“To think that Mary has to mediate and convince God to be merciful undermines the Trinity: the Father, the Son, and the Holy Spirit.”
Following the reaction to the new Vatican document Mater Populi Fidelis (“Mother of the Faithful People”), Father Maurizio Gronchi, a Christology expert and consultant to the Vatican Dicastery for the Doctrine of the Faith, warned that considering the Virgin Mary as “Co-Redemptrix” or “Mediatrix” distorts the Christian faith and leads to a superstitious view.
“It is superstition to think that the Virgin Mary has the role of holding back God’s wrath. Whoever thinks this way is not in accordance with the Gospel,” Gronchi told ACI Prensa, CNA’s Spanish-language news partner.

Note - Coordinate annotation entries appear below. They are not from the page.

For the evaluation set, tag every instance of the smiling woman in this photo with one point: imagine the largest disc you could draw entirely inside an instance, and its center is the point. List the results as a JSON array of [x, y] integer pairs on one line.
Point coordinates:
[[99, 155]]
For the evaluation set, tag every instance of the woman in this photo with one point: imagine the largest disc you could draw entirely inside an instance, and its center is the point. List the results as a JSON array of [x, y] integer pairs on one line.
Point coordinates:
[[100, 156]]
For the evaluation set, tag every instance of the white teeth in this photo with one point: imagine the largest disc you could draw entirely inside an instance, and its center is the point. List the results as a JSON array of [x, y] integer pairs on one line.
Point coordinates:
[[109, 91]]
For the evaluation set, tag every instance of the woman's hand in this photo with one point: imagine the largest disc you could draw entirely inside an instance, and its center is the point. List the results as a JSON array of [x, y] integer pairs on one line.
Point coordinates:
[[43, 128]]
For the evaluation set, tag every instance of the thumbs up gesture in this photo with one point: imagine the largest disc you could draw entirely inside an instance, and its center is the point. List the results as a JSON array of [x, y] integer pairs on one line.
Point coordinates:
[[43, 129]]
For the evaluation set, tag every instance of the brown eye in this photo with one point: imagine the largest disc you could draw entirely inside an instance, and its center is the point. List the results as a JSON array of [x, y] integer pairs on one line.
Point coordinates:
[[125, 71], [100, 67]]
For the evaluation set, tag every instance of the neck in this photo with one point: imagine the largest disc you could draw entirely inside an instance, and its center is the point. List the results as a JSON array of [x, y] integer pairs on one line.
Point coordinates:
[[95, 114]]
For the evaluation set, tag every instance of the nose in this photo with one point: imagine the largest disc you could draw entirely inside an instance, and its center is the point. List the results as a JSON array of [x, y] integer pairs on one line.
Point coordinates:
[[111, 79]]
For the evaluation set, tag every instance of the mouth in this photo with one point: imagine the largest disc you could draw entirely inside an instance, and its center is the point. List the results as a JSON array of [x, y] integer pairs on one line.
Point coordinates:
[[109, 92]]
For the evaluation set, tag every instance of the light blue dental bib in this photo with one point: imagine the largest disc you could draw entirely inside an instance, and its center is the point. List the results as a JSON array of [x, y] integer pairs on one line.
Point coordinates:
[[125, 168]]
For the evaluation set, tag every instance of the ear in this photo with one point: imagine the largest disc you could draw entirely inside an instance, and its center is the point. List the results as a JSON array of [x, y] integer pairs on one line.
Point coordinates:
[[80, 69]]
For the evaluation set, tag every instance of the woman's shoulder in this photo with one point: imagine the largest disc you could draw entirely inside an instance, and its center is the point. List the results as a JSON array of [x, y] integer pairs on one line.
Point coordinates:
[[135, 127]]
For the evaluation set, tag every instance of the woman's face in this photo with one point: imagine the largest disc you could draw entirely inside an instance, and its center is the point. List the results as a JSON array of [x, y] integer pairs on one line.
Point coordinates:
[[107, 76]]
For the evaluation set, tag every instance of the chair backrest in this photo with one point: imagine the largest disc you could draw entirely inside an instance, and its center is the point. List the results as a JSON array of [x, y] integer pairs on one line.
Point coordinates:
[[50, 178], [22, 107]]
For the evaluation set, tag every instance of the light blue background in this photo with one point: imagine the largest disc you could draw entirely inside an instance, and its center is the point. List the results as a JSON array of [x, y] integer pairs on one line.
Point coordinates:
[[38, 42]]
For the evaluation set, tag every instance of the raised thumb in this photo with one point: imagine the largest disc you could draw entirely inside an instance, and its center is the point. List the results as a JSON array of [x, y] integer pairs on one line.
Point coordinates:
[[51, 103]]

The expert spoke about the new document this week alongside Cardinal Víctor Manuel Fernández, prefect of the Dicastery for the Doctrine of the Faith.
In the text, the Vatican urges the faithful against using the titles “Co-Redemptrix” and “Mediatrix” to refer to the Virgin Mary.
“To think that Mary has to mediate and convince God to be merciful undermines the Trinity: the Father, the Son, and the Holy Spirit,” he explained.
The document has raised questions in some sectors of the Church, although it is not the first time the Dicastery for the Doctrine of the Faith has ruled out proclaiming this as dogma.
According to the Vatican doctrinal note also signed by Pope Leo XIV, St. John Paul II asked the then-prefect of the Congregation for the Doctrine of the Faith, Cardinal Joseph Ratzinger, in 1996 to study whether it could be considered a truth of faith that the Virgin Mary is “co-redemptrix” and “mediatrix.”
“He asked Ratzinger for clarification on the matter. He had used this term from a spiritual and devotional perspective,” Gronchi explained.
But as soon as “Ratzinger said it was inappropriate, John Paul II never used it again,” Gronchi added. John Paul II did not use it in his 1987 encyclical Redemptoris Mater (“Mother of the Redeemer”), which deals precisely with the Virgin Mary and her role in the life of the Church and in the history of salvation.
Neither Pius XII, St. John XXIII, nor St. Paul VI ever used that expression, nor did the Second Vatican Council, said Gronchi, who noted that currently “it does not seem that new truths [about Mary] ought to be affirmed.”